Grapeseed oil is processed from the seeds of grapes, usually collected during winemaking. The oil is flavorless and it can be used to prepare foods at high temperatures due to its high smoke point. It's also high in vitamin E and contains polyunsaturated fats like omega-6 and omega-3 fatty acids, leading to lower cholesterol.
What to use it with: Grapeseed oil is the perfect ingredient to add to your wok if you're whipping up a stir-fry, on the grill and when roasting vegetables.
Walnut oil has incredible health benefits — it has vitamin K to help strengthen bones, heart-and-brain healthy omega-3 fatty acids and antioxidants. Its high price is due to the fact that it's extracted via cold pressing techniques. If you do pick it up, select the unrefined version. It can remain in the refrigerator for one year.
What to use it with: Think of walnut oil as the finishing touch. Due to its deep flavors, walnut oil is best used as part of salad dressings and for adding a nutty flavor to roasted vegetables.
Avocado oil is being called the "new olive oil" by many due to its health and skin benefits.
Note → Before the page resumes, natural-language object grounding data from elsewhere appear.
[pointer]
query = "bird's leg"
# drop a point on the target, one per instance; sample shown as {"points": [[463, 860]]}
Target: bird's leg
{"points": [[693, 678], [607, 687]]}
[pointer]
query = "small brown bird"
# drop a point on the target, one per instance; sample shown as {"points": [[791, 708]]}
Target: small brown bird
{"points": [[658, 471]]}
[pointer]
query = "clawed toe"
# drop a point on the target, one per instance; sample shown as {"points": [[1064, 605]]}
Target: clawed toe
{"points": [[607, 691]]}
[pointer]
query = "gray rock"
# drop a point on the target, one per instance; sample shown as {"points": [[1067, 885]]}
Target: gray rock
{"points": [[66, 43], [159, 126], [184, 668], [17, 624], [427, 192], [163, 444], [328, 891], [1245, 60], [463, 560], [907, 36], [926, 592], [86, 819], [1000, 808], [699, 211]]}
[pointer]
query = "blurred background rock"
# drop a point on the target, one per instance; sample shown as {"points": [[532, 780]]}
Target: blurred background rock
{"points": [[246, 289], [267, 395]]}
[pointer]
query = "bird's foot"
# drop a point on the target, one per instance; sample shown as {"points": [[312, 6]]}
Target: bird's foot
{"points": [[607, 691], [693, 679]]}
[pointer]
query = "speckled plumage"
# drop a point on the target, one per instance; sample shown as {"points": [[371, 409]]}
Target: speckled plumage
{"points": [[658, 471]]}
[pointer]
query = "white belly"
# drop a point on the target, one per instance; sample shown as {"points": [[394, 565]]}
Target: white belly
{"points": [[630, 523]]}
The oil has a slightly green tint when unrefined. The healthy fats in avocado oil are anti-inflammatory and can help soothe inflamed skin. This anti-aging superfood can even be used as a moisturizer and anti-wrinkle solution due to its chlorophyll antioxidant properties. It can be used to cook at high temperatures.
What to use it with: Avocado oil is perfect for overnight marinades with fish and chicken before its grilled. Extra virgin avocado oil can be added to your favorite summer salad for an extra buttery taste.
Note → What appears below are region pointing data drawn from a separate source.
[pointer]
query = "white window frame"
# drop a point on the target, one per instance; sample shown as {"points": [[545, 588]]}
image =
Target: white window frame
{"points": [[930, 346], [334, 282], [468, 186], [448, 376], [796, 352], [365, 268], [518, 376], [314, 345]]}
While there's a lot of controversy surrounding Canola oil, most of the health concerns are unfounded as it has been approved as safe by the FDA. Since it's very low in saturated fat, canola oil falls under the healthy oil category. But there are concerns that certain kinds may contain trans-fats that have been linked to health issues.
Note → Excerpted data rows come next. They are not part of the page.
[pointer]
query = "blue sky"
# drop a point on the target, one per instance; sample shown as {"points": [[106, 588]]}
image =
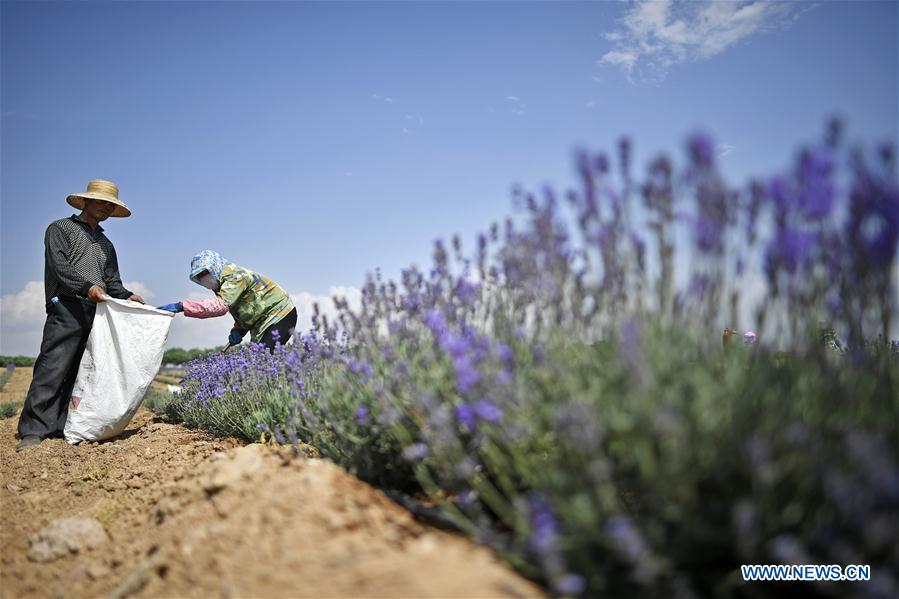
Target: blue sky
{"points": [[317, 141]]}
If you're concerned about pesticides and trans-fats, experts and nutritionists recommend purchasing cold-pressed canola oil.
What to use it with: Canola oil still reigns king when talking about frying food. With a smoking point of 486 degrees Fahrenheit, it's great for stir-fry and baking.
Coconut oil has taken over the internet as the cure-all of the past decade. But what about for cooking? Coconut oil is higher in saturated fats than butter and could increase cholesterol levels and heart disease risk depending on usage and frequency. Everything in moderation! When purchasing coconut oil, grab the extra-virgin jar to make sure there are no added chemicals.
What to use it with: Coconut oil doesn't have a super high smoke point so it's best to use it for preparing vegetables on a non-stick pan. You can also add it to curries, baked goods and sauces for added flavor.
A staple in Asian cuisine, sesame oil is incredibly flavorful, adding nutty and smoky notes to your food. Made from toasted sesame seeds, sesame oil comes with many health benefits, including boosting metabolism and lowering blood pressure, and it contains healthy fats that help lower cholesterol. And of course, it's loaded with antioxidants.
What to use it with: Stick to using sesame oil for seasoning and overnight marinades as it can turn bitter quickly if exposed to high heats on the stove. Add it to your dish as a finishing touch to add a nuttiness factor. It's great in soups, salad dressings and we hear even as an ice cream topping? We're intrigued.